2020 Democratic hopeful Sen. Kamala Harris of California, who has no children of her own, is marking Mother’s Day with an account of her relationship with her adult stepchildren, who she says call her “Momala.”
Harris, 54, is seeking to neutralize rivals who include Sen. Kirsten Gillibrand of New York, 52, who has sons 15 and 10 years old and has made motherhood central to her campaign, stating in her announcement: “I’m going to run for president of the United States because as a young mom, I’m going to fight for other people’s kids as hard as I would fight for my own.”
In an article for Elle magazine, Harris describes how she began dating her future husband, Doug Emhoff, who had two children, Cole, now 24, and Ella, now 19, from his first marriage to Kerstin Emhoff. Harris, who was born to an Indian mother who emigrated to the U.S. and a Jamaican father, married Doug Emhoff, a corporate lawyer who is a week older than she, in 2014.
Emhoff tweeted a photo on Friday of Harris and her stepchildren engaged in a group hug.
??❤️❤️ https://t.co/JYqRuJRVD3 pic.twitter.com/w6gFwhzud6
— Douglas Emhoff (@douglasemhoff) May 10, 2019
Harris, whose parents divorced when she was 7, said she was initially cautious about meeting Emhoff’s children because she “didn’t want to insert myself into their lives as a temporary fixture because I didn’t want to disappoint them.” But when the time did come for Harris to meet Cole and Ella, she said they “reeled” her in.
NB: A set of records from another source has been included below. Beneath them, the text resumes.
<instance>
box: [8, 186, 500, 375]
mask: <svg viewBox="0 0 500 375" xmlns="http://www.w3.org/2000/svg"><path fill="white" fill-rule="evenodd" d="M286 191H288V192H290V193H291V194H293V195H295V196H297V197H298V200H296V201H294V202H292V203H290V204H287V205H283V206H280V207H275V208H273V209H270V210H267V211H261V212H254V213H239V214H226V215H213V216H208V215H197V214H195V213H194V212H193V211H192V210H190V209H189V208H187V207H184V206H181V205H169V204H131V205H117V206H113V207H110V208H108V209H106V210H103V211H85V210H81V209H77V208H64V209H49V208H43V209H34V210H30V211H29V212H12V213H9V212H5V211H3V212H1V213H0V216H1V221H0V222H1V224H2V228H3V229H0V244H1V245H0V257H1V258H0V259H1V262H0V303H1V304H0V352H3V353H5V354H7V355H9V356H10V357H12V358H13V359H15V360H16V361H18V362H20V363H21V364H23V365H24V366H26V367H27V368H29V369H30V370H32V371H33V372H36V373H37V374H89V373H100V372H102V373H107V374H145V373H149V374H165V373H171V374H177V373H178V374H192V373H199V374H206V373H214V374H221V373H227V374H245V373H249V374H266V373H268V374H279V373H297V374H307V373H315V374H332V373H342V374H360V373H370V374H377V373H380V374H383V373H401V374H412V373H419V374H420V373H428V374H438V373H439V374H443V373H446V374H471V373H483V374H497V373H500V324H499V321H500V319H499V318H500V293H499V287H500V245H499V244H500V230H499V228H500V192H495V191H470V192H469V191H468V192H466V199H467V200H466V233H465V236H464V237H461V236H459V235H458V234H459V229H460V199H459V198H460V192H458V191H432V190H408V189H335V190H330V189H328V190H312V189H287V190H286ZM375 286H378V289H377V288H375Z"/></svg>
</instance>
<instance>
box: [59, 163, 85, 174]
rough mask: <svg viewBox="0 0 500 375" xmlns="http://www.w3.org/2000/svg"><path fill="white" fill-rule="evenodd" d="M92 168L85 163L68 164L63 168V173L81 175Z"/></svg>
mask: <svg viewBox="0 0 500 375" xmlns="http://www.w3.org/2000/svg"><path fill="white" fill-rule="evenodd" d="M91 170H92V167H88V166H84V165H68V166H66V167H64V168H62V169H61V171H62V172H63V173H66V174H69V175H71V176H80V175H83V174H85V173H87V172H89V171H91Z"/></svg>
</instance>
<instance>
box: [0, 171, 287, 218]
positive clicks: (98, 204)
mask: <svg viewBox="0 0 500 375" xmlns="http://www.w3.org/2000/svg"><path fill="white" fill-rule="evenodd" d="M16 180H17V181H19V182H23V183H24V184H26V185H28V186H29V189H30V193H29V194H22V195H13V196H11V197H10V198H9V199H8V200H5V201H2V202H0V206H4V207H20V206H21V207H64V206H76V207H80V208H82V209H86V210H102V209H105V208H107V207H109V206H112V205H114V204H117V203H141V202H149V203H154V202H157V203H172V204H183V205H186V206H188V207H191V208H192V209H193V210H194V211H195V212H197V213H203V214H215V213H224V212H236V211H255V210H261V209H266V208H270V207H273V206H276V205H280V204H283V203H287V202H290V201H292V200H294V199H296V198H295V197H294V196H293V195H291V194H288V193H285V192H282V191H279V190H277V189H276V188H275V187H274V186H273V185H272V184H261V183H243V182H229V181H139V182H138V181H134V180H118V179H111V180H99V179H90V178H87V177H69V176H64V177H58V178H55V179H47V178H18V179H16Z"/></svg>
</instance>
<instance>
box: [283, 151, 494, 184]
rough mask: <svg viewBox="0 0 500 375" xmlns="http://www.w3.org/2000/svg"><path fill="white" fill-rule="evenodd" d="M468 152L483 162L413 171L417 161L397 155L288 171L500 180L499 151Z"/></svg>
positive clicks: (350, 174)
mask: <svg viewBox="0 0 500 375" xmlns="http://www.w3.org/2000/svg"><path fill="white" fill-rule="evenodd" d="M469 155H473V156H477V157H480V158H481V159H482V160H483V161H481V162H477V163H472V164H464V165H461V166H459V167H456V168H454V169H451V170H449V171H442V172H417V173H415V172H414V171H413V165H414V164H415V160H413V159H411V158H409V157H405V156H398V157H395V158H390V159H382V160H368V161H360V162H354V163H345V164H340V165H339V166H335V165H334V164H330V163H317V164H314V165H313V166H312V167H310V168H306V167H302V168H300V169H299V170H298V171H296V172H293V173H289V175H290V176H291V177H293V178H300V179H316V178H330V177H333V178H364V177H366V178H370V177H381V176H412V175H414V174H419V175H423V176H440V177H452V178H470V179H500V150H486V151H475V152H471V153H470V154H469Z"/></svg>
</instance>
“I was already hooked on Doug, but I believe it was Cole and Ella who reeled me in,” she writes. The term “Momala” was coined about the time of the marriage, some 18 months after the couple had begun dating.
The Jewish parenting website Kveller has suggested that her “Jewish stepchildren have given her a very Yiddish nickname,” though conceding it was “unclear if siblings Cole and Ella made the explicit connection between the endearing nickname and the Yiddish word mamaleh (which literally means ‘little mama,’ but is commonly used as a term of endearment for kids).”
Harris writes that she is “dear friends” with her husband’s first wife, who is an “incredible mother” to Cole and Ella: “She and I became a duo of cheerleaders in the bleachers at Ella’s swim meets and basketball games, often to Ella’s embarrassment. We sometimes joke that our modern family is almost a little too functional.”
She writes that when she became a senator in 2016, the “hardest part was going to be being away from my Ella.” She missed her stepdaughter’s high school graduation because it was the same day former FBI Director James Comey appeared before the Senate Intelligence Committee in June 2017.
She says she “agonized” over the conflict, but Ella “could not have been more understanding.” She recounts how her Democratic colleague Sen. Maggie Hassan of New Hampshire told her: “Our kids love us for who we are and the sacrifices we make. They get it.’”
Harris concludes: “They are my endless source of love and pure joy. I am so thankful to Doug, to Kerstin, and most of all, to Ella and Cole. And as our family embarks together on this new journey — one that has taken me to South Carolina, Iowa, New Hampshire, Ohio, Nevada, and Michigan in the last few weeks alone — I can say one thing with certainty, my heart wouldn’t be whole, nor my life full, without them.”